A few tables over, a group of boys were busy designing their own music museum.

Raymond Craig pointed out each section of the museum in his group’s design.

“Over here you can listen to lyrics, and here is where you can listen to the musicians tell their stories. In this section, you can act out your favorite music group,” Raymond said.

Overseeing the students’ work was Peg Koetsch, a traveling artist with the John F. Kennedy Center for the Performing Arts.

Koetsch has spent the past few days in Selma teaching students in the Selma City and Dallas County public school systems about the functions of a museum through her Museum-in-Progress program.

The Selma Arts Council sponsored Museum-in-Progress through its Partners in Education program with the Kennedy Center.

Museum-in-Motion began in the fall when Koetsch hosted workshops for teachers at Selma Middle, Dallas County High and Southside High on the process of creating educational exhibits.

Koetsch said the assignment on Friday was to get CHAT students thinking about what type educational exhibit they would like to create and later unveil to the entire school.

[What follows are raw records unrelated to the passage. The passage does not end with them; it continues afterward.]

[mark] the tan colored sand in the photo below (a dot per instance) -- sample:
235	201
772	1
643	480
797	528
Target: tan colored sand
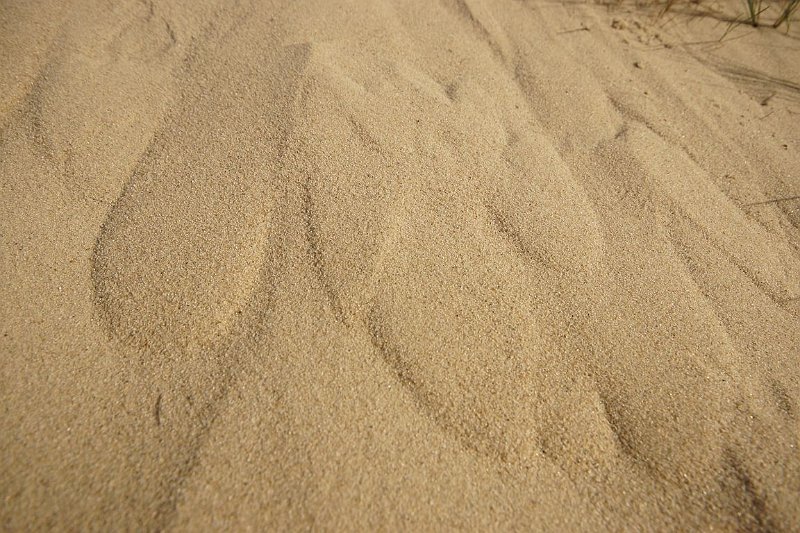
397	264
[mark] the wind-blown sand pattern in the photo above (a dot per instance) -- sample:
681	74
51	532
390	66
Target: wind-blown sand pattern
397	264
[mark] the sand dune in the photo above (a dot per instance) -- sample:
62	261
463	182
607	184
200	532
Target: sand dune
463	264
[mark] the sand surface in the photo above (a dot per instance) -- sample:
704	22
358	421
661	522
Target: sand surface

“The purpose of this project is to turn the schools into museums,” Koetsch said. “The classes will work together to come up with a theme or themes the could merge together. Teachers will assign projects that students will work on together or as homework.”

The students will then create an exhibit using a wide variety of materials and artwork.

Marsha Carmichael, one of the CHAT teaches involved in the program, said the students have not yet decided what type of museum display they would like to create.

“We’re just getting started with trying to find an idea and collect our artifacts,” Carmichael said.

CHAT students paid a visit to the National Voting Rights Museum on Friday after completing their drawings to get an idea of how real museum exhibits are displayed and presented to the public.

Sandy Greene, head of the Selma Arts Council, said the Museum-in-Motion program is the last Arts Council-sponsored program for this year and, possibly, even longer.

“Since 1996, we have been associated with the Kennedy Center to bring artists from all over the country here for teacher workshops, residency programs and projects in the schools,” Greene said. “Because our funding has been cut so deeply, we are not going to be able to provide any more programs to city and county schools this school year. If we don’t secure more funding, we may have to dissolve the Arts Council altogether.”

Greene said the Selma Arts Council is funded through membership, donations, the City of Selma and the Alabama State Council on the Arts.

“We receive matching grants from the Alabama State Council on the Arts,” Greene said. “The City of Selma usually gives us the match, but we got cut from the city’s budget this year and that has really hurt us.”

Carmichael said teachers appreciate the work of the Selma Arts Council in providing the schools with unique and fun programs.

“We are preparing to have big unveiling of our displays this April,” she said.